Maybe I should leave a thank-you note. But I suspected I would never meet whoever this person was. Just as I was confident that I would never really know where I was, how this place came to be.

When I had opened the door to the outside, only the brooding, sinister yellow mist had met me. This place might be on the same patch of land where I had first materialized. Or it might be deep within the earth. Or suspended in a cloud.

I wondered if Messenger had the answer to all these questions. I wondered if all would be revealed to me when I at last assumed his position.

I wondered if my mother missed me. Or if she didn’t even know I was gone. When I was young I’d read the story of a boy who went off on adventures but had a golem to take his place so that no one ever noticed he was gone.

Was it like that? Was there a simulation of me back at home, back at school?

I wondered and at some point fell into a troubled sleep full of dreams.

My dreams were visited by burning boys, demons in human shape, a figure with auburn hair who alternately drifted just out of sight or appeared with flesh eaten away like a leper.

I dallied in dreamland imagining the moment when Messenger offered Ariadne a game.
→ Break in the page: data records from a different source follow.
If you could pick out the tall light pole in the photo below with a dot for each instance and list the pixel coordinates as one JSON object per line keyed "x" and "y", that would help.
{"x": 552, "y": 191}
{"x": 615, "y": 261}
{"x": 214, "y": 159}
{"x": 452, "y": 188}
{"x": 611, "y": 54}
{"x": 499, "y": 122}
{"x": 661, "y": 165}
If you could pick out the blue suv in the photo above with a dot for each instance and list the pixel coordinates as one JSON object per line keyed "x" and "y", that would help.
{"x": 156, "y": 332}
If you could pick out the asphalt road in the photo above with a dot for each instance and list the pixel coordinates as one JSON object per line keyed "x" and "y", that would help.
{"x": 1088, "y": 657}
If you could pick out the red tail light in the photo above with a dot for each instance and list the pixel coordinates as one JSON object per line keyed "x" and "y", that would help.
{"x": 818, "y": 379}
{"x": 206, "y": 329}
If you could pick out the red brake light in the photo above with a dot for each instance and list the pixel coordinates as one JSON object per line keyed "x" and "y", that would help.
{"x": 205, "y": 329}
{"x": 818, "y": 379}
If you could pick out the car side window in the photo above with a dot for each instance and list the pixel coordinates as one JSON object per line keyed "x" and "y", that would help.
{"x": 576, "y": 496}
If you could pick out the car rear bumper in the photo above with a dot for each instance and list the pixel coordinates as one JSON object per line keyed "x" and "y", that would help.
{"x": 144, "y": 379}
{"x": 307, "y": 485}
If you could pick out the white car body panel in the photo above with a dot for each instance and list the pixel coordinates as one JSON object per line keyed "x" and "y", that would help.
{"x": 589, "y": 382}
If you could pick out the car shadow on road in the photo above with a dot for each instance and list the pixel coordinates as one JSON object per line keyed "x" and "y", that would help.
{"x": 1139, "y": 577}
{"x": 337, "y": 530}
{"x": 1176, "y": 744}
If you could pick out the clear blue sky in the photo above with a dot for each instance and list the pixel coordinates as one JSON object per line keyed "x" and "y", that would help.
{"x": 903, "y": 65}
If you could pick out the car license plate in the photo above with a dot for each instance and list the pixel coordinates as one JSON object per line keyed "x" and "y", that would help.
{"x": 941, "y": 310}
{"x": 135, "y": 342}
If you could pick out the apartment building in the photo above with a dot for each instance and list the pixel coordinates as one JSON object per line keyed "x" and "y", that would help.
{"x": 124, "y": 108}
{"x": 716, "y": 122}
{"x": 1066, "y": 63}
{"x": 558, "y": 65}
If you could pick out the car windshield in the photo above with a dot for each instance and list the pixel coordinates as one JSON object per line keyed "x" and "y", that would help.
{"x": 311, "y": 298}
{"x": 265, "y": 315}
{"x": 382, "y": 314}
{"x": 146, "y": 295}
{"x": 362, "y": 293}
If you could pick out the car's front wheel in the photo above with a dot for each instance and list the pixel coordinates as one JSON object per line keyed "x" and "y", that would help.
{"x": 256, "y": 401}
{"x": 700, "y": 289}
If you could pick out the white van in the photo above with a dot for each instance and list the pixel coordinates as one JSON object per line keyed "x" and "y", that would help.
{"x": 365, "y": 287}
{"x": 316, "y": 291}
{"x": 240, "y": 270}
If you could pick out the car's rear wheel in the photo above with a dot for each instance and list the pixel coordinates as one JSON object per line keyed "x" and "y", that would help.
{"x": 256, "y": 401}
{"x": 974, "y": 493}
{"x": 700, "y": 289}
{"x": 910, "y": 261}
I imagined his desperate hope that she would prevail, and his horror when he saw that she would not.

I dreamed of the way he must have felt when he dived into her mind, invading the sanctuary of the person he loved, and found there the one thing she feared most.
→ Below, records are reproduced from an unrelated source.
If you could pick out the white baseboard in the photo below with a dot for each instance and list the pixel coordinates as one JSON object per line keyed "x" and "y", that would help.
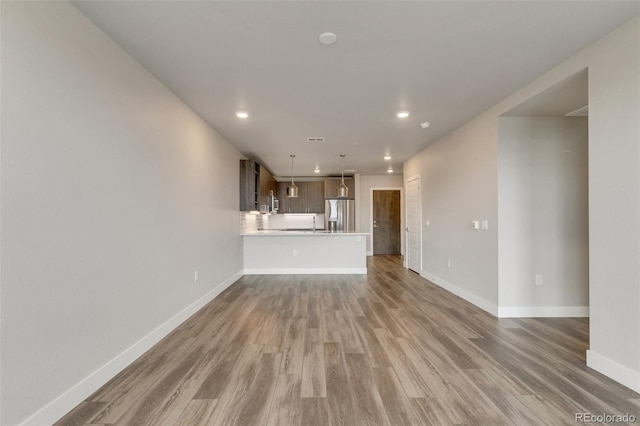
{"x": 460, "y": 292}
{"x": 618, "y": 372}
{"x": 303, "y": 271}
{"x": 543, "y": 312}
{"x": 64, "y": 403}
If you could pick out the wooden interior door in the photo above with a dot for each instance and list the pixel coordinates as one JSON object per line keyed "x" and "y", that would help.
{"x": 386, "y": 221}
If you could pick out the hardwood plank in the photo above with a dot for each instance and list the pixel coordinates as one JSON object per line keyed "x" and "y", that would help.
{"x": 315, "y": 412}
{"x": 368, "y": 403}
{"x": 286, "y": 407}
{"x": 313, "y": 377}
{"x": 339, "y": 391}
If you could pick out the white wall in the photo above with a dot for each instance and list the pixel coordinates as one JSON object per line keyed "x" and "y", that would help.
{"x": 543, "y": 209}
{"x": 614, "y": 197}
{"x": 113, "y": 194}
{"x": 363, "y": 209}
{"x": 459, "y": 185}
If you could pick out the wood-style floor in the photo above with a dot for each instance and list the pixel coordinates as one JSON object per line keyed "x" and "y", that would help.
{"x": 387, "y": 348}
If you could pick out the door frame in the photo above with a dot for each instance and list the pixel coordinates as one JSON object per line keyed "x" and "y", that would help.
{"x": 387, "y": 188}
{"x": 417, "y": 177}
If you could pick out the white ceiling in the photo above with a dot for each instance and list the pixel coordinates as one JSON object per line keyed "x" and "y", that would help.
{"x": 567, "y": 96}
{"x": 445, "y": 62}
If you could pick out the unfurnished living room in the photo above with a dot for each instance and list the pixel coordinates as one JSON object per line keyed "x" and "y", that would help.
{"x": 319, "y": 212}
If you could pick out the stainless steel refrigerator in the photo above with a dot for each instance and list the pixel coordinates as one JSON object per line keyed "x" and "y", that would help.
{"x": 339, "y": 214}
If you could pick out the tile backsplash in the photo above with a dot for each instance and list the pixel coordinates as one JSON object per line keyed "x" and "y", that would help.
{"x": 252, "y": 222}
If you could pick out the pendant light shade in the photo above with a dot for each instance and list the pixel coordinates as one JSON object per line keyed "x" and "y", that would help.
{"x": 292, "y": 190}
{"x": 343, "y": 190}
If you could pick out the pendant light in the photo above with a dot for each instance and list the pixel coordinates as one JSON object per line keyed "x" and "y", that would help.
{"x": 343, "y": 191}
{"x": 292, "y": 191}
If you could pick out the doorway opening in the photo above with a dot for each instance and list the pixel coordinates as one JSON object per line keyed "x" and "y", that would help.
{"x": 386, "y": 221}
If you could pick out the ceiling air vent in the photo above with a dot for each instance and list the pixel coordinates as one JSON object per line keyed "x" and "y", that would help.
{"x": 580, "y": 112}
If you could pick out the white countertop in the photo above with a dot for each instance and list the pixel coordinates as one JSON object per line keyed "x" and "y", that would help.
{"x": 300, "y": 233}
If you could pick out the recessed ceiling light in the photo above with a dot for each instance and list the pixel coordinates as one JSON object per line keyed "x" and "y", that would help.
{"x": 327, "y": 38}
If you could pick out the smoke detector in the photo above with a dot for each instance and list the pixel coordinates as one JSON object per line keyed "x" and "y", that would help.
{"x": 327, "y": 38}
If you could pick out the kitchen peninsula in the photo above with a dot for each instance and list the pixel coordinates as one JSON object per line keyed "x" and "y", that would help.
{"x": 304, "y": 252}
{"x": 290, "y": 244}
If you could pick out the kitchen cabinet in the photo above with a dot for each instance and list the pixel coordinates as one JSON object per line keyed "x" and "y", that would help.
{"x": 331, "y": 187}
{"x": 310, "y": 197}
{"x": 267, "y": 183}
{"x": 249, "y": 185}
{"x": 255, "y": 183}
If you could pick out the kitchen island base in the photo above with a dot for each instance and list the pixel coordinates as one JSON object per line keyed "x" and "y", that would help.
{"x": 305, "y": 253}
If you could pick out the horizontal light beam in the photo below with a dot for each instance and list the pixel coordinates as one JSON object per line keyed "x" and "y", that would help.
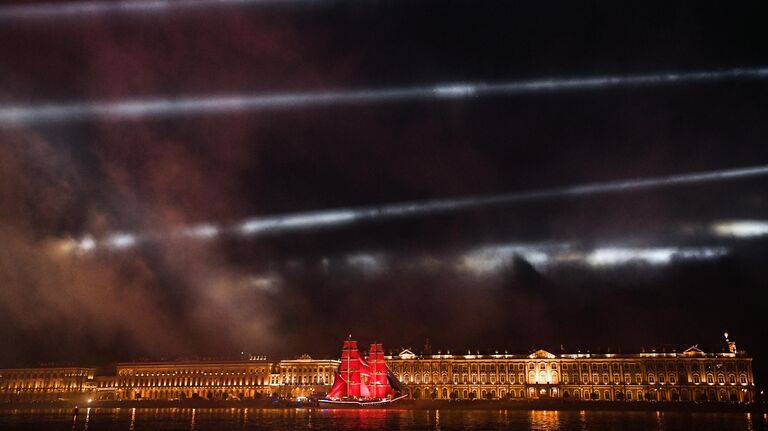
{"x": 313, "y": 220}
{"x": 79, "y": 9}
{"x": 165, "y": 107}
{"x": 741, "y": 228}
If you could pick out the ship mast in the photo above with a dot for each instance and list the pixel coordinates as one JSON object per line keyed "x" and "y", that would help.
{"x": 346, "y": 351}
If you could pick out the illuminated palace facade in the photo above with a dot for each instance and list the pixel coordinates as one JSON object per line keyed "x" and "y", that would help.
{"x": 692, "y": 375}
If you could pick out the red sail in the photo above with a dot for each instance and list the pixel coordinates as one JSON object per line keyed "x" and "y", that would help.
{"x": 365, "y": 392}
{"x": 378, "y": 383}
{"x": 350, "y": 368}
{"x": 339, "y": 388}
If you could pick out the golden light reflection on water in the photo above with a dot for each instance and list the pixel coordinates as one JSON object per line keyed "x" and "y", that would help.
{"x": 239, "y": 419}
{"x": 544, "y": 420}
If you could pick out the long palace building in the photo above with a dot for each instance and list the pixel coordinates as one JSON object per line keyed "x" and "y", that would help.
{"x": 690, "y": 375}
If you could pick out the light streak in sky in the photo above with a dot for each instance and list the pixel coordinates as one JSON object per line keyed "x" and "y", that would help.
{"x": 610, "y": 256}
{"x": 313, "y": 220}
{"x": 494, "y": 258}
{"x": 165, "y": 107}
{"x": 741, "y": 228}
{"x": 79, "y": 9}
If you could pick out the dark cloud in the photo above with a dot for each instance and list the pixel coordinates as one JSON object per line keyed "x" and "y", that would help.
{"x": 303, "y": 291}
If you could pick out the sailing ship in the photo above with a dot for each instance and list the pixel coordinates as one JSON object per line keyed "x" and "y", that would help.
{"x": 363, "y": 383}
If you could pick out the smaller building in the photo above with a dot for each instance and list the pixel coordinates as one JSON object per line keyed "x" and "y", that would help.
{"x": 304, "y": 376}
{"x": 45, "y": 384}
{"x": 213, "y": 380}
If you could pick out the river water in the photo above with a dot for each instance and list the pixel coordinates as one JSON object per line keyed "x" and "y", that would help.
{"x": 224, "y": 419}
My God, how had he done it? How had he done that to the one he loved?

No choice, I thought, yet had not Oriax hinted that we still had free will, at least a little?

But most of all, I dreamed of Trent in his punishment. Those dreams had a peculiar reality to them. I saw him as he was, as a boy, as a mean young sadist with a mind full of hate, but now confined to a wheelchair.

I often remain aware in my dreams, but this was on a whole different level. I wasn’t just lucidly dreaming, I felt I was observing actual events. The scenes lacked the distortion of dreams, they were clear and sequential. The level of detail, too, was most un-dreamlike, for in these visions there was not only sight but sound, and not only the obvious sounds, but the subtler ones as well. I heard the electric whine of his wheelchair. I heard the strained quality of his voice as he learned to speak with diaphragm muscles affected by paralysis.